Long may Johnson limp on, writes one reader. He's become an electoral liability which will only continue to work in the opposition's favour.

Boris Johnson. Photo: PA

Re: “Tory MPs propping up Boris Johnson are making us a banana republic”, (Alastair Campbell’s Diary, TNE #277). Long may they prop him up! Johnson is damaged goods now, an electoral liability. If he survives a coup by his own MPs it will only be because of his Brexiter credentials.

Some voters may now be diagnosing themselves with Partygate fatigue, but that will be forgotten when they finally get into a ballot box and remember that Johnson and his friends celebrated while they were locked down.
Sue Pritchard
Bolton

Labour must not panic at a time when the Tories are clawing back some of their poll lead and some of the most damaging impacts of Sue Gray’s report has been neutralised.

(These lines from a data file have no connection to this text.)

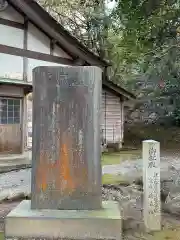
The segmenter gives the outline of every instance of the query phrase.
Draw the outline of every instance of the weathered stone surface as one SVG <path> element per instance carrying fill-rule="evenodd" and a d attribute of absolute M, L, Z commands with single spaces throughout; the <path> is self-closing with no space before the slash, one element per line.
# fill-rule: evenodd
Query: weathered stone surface
<path fill-rule="evenodd" d="M 97 67 L 34 70 L 32 208 L 101 208 Z"/>
<path fill-rule="evenodd" d="M 148 231 L 161 229 L 160 143 L 143 141 L 144 224 Z"/>

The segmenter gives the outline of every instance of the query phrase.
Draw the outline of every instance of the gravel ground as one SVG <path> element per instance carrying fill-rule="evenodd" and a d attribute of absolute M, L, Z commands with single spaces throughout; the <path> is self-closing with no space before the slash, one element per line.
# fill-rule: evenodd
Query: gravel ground
<path fill-rule="evenodd" d="M 153 233 L 145 233 L 144 231 L 142 218 L 142 191 L 139 186 L 119 186 L 115 188 L 113 186 L 106 186 L 102 188 L 102 196 L 103 200 L 114 200 L 119 202 L 123 216 L 124 240 L 153 239 Z M 4 202 L 0 204 L 0 231 L 4 229 L 4 217 L 18 204 L 19 201 Z M 164 230 L 179 228 L 179 222 L 180 218 L 162 213 L 162 228 Z"/>

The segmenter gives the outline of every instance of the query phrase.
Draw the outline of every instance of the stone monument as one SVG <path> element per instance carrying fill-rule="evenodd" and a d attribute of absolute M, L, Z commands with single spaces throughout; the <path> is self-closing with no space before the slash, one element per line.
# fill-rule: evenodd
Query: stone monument
<path fill-rule="evenodd" d="M 6 238 L 121 239 L 119 206 L 101 199 L 101 75 L 33 70 L 32 198 L 7 215 Z"/>
<path fill-rule="evenodd" d="M 161 230 L 160 143 L 143 141 L 144 224 L 147 231 Z"/>

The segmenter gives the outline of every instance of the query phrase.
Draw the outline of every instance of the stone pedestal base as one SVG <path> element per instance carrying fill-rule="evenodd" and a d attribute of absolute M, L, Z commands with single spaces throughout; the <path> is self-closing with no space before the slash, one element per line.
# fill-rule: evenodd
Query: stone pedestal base
<path fill-rule="evenodd" d="M 22 201 L 5 219 L 5 237 L 21 239 L 118 239 L 118 203 L 103 202 L 100 210 L 31 210 Z"/>

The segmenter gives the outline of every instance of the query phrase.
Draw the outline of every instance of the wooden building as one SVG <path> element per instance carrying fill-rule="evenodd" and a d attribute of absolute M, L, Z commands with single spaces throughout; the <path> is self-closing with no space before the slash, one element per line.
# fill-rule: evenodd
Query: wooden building
<path fill-rule="evenodd" d="M 34 0 L 0 1 L 0 153 L 27 147 L 27 101 L 37 66 L 108 63 L 71 36 Z M 102 131 L 107 143 L 123 142 L 123 102 L 134 95 L 103 79 Z"/>

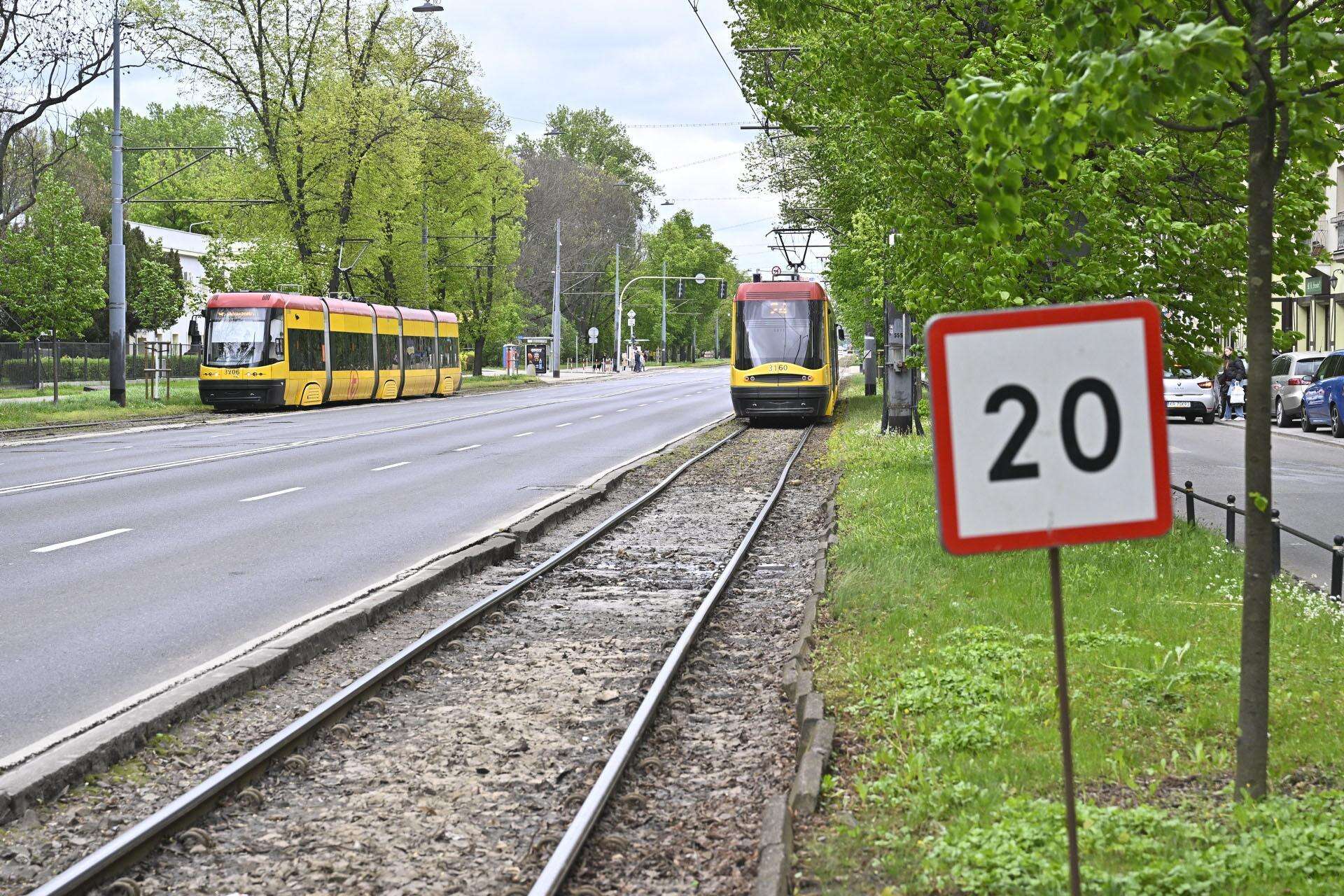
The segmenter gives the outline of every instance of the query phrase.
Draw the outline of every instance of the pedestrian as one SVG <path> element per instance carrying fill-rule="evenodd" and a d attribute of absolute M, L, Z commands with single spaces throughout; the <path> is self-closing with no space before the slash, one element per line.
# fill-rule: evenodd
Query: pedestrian
<path fill-rule="evenodd" d="M 1246 361 L 1234 353 L 1232 349 L 1227 349 L 1223 357 L 1223 382 L 1226 383 L 1227 395 L 1223 406 L 1223 419 L 1246 419 Z M 1241 400 L 1234 402 L 1234 398 Z"/>

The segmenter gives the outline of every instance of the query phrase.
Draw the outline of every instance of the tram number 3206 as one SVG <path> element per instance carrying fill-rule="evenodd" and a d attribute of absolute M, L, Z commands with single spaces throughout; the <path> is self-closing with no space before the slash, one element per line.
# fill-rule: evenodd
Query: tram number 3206
<path fill-rule="evenodd" d="M 1085 395 L 1094 395 L 1101 402 L 1105 416 L 1105 438 L 1101 450 L 1087 454 L 1078 443 L 1078 402 Z M 989 481 L 1004 480 L 1035 480 L 1040 476 L 1039 463 L 1023 463 L 1017 461 L 1021 446 L 1031 438 L 1031 431 L 1040 419 L 1040 406 L 1036 396 L 1025 386 L 1011 383 L 1000 386 L 991 392 L 985 403 L 985 414 L 997 414 L 1008 402 L 1021 406 L 1021 419 L 1017 427 L 1008 437 L 1008 442 L 1000 451 L 999 458 L 989 467 Z M 1116 402 L 1116 392 L 1106 383 L 1093 376 L 1086 376 L 1064 391 L 1064 400 L 1059 411 L 1059 437 L 1063 441 L 1064 455 L 1068 462 L 1083 473 L 1101 473 L 1116 462 L 1120 453 L 1120 403 Z"/>

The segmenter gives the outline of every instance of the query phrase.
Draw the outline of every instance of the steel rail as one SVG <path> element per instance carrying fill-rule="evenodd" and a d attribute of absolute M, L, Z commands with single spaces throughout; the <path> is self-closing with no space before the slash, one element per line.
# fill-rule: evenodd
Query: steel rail
<path fill-rule="evenodd" d="M 133 865 L 175 832 L 187 827 L 191 821 L 208 813 L 234 787 L 258 778 L 270 763 L 302 746 L 324 724 L 341 719 L 362 697 L 374 696 L 388 678 L 396 676 L 407 665 L 437 647 L 442 641 L 473 625 L 496 604 L 520 594 L 539 576 L 589 548 L 594 541 L 661 494 L 692 465 L 718 451 L 745 431 L 746 427 L 734 430 L 683 462 L 652 489 L 626 504 L 602 523 L 598 523 L 567 547 L 556 551 L 523 575 L 493 591 L 489 596 L 477 600 L 444 625 L 423 634 L 419 639 L 387 660 L 383 660 L 320 705 L 309 709 L 305 715 L 257 744 L 159 811 L 108 841 L 42 887 L 31 891 L 28 896 L 83 893 L 110 879 L 117 872 Z M 797 451 L 794 451 L 794 455 L 797 455 Z"/>
<path fill-rule="evenodd" d="M 644 739 L 644 732 L 653 721 L 653 716 L 657 715 L 659 705 L 671 689 L 672 680 L 681 669 L 681 664 L 691 652 L 691 646 L 695 643 L 695 639 L 699 637 L 700 629 L 704 627 L 704 621 L 708 618 L 710 613 L 714 611 L 714 607 L 718 604 L 723 592 L 727 591 L 728 584 L 732 582 L 732 576 L 737 575 L 738 568 L 741 568 L 742 562 L 746 559 L 747 551 L 751 549 L 751 544 L 761 532 L 761 527 L 765 525 L 766 517 L 770 516 L 770 510 L 774 509 L 775 502 L 780 500 L 780 494 L 784 492 L 784 484 L 789 478 L 789 472 L 793 469 L 793 462 L 798 459 L 798 454 L 802 453 L 802 447 L 808 443 L 808 437 L 812 435 L 813 429 L 814 424 L 809 426 L 802 434 L 802 438 L 798 439 L 797 447 L 793 449 L 793 454 L 789 455 L 789 461 L 784 465 L 784 470 L 780 473 L 780 478 L 774 484 L 774 490 L 757 513 L 757 517 L 753 520 L 747 533 L 742 537 L 742 543 L 738 544 L 738 549 L 732 552 L 727 566 L 723 567 L 723 572 L 719 574 L 714 586 L 700 600 L 700 606 L 696 609 L 695 615 L 691 617 L 685 629 L 681 631 L 681 637 L 677 638 L 676 646 L 672 647 L 672 653 L 669 653 L 668 658 L 663 662 L 663 668 L 659 669 L 657 677 L 655 677 L 648 693 L 644 695 L 640 708 L 636 709 L 634 717 L 630 719 L 629 727 L 626 727 L 625 733 L 621 735 L 621 740 L 616 744 L 616 750 L 612 751 L 610 759 L 607 759 L 606 764 L 602 767 L 602 774 L 598 775 L 598 779 L 589 791 L 583 805 L 579 806 L 574 821 L 571 821 L 570 826 L 564 830 L 564 836 L 560 838 L 560 842 L 556 844 L 555 852 L 551 853 L 551 858 L 546 862 L 546 866 L 542 869 L 536 883 L 532 884 L 532 889 L 528 891 L 528 896 L 555 896 L 560 891 L 560 887 L 564 885 L 570 868 L 573 868 L 574 861 L 583 850 L 583 845 L 587 842 L 589 834 L 593 833 L 598 819 L 602 817 L 602 810 L 606 807 L 607 801 L 616 791 L 617 785 L 621 783 L 625 767 L 630 763 L 630 758 L 634 755 L 636 748 Z"/>

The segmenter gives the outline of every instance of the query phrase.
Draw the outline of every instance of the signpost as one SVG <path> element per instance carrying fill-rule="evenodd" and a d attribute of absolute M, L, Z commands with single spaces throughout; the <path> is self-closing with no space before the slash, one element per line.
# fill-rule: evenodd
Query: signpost
<path fill-rule="evenodd" d="M 1068 880 L 1078 896 L 1059 548 L 1171 528 L 1161 314 L 1145 301 L 941 314 L 925 344 L 943 548 L 1050 555 Z"/>

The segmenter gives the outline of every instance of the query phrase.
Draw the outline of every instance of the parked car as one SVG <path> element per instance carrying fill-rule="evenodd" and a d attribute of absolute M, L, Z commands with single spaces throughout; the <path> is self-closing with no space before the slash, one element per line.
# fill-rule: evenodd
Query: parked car
<path fill-rule="evenodd" d="M 1302 431 L 1331 427 L 1344 438 L 1344 352 L 1331 352 L 1316 371 L 1316 380 L 1302 390 Z"/>
<path fill-rule="evenodd" d="M 1269 368 L 1270 394 L 1274 396 L 1274 422 L 1290 426 L 1302 414 L 1302 392 L 1316 377 L 1316 368 L 1325 360 L 1321 352 L 1284 352 Z"/>
<path fill-rule="evenodd" d="M 1218 414 L 1214 380 L 1195 373 L 1188 367 L 1163 371 L 1163 398 L 1167 402 L 1167 416 L 1212 423 Z"/>

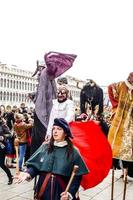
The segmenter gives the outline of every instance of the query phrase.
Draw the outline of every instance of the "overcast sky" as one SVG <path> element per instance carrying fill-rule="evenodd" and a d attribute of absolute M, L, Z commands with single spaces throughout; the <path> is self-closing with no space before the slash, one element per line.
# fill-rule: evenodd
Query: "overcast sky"
<path fill-rule="evenodd" d="M 0 0 L 0 61 L 34 71 L 46 52 L 77 54 L 67 71 L 100 85 L 133 71 L 132 0 Z"/>

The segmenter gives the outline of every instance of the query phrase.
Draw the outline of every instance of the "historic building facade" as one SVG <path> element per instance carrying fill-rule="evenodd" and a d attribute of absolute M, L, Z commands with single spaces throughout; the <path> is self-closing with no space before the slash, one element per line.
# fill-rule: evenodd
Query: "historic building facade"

The fact is that keeping Boris Johnson in charge is the best possible news for Keir Starmer. He is personally damaged beyond repair by Partygate, and must still absorb the impact of fixed-term penalties for staff at No.10, together with the subsequent sackings and resignations.

Just as significantly, his insistence that the National Insurance hike goes ahead (presumably a promise extracted by Rishi Sunak in exchange for the chancellor not resigning) guarantees that the cost-of-living crisis will get worse and disenchantment with this dreadful government will continue.
Sara Read

Johnson’s supporters argue that he must remain as prime minister to shore up the West’s response to Russian aggression in Ukraine.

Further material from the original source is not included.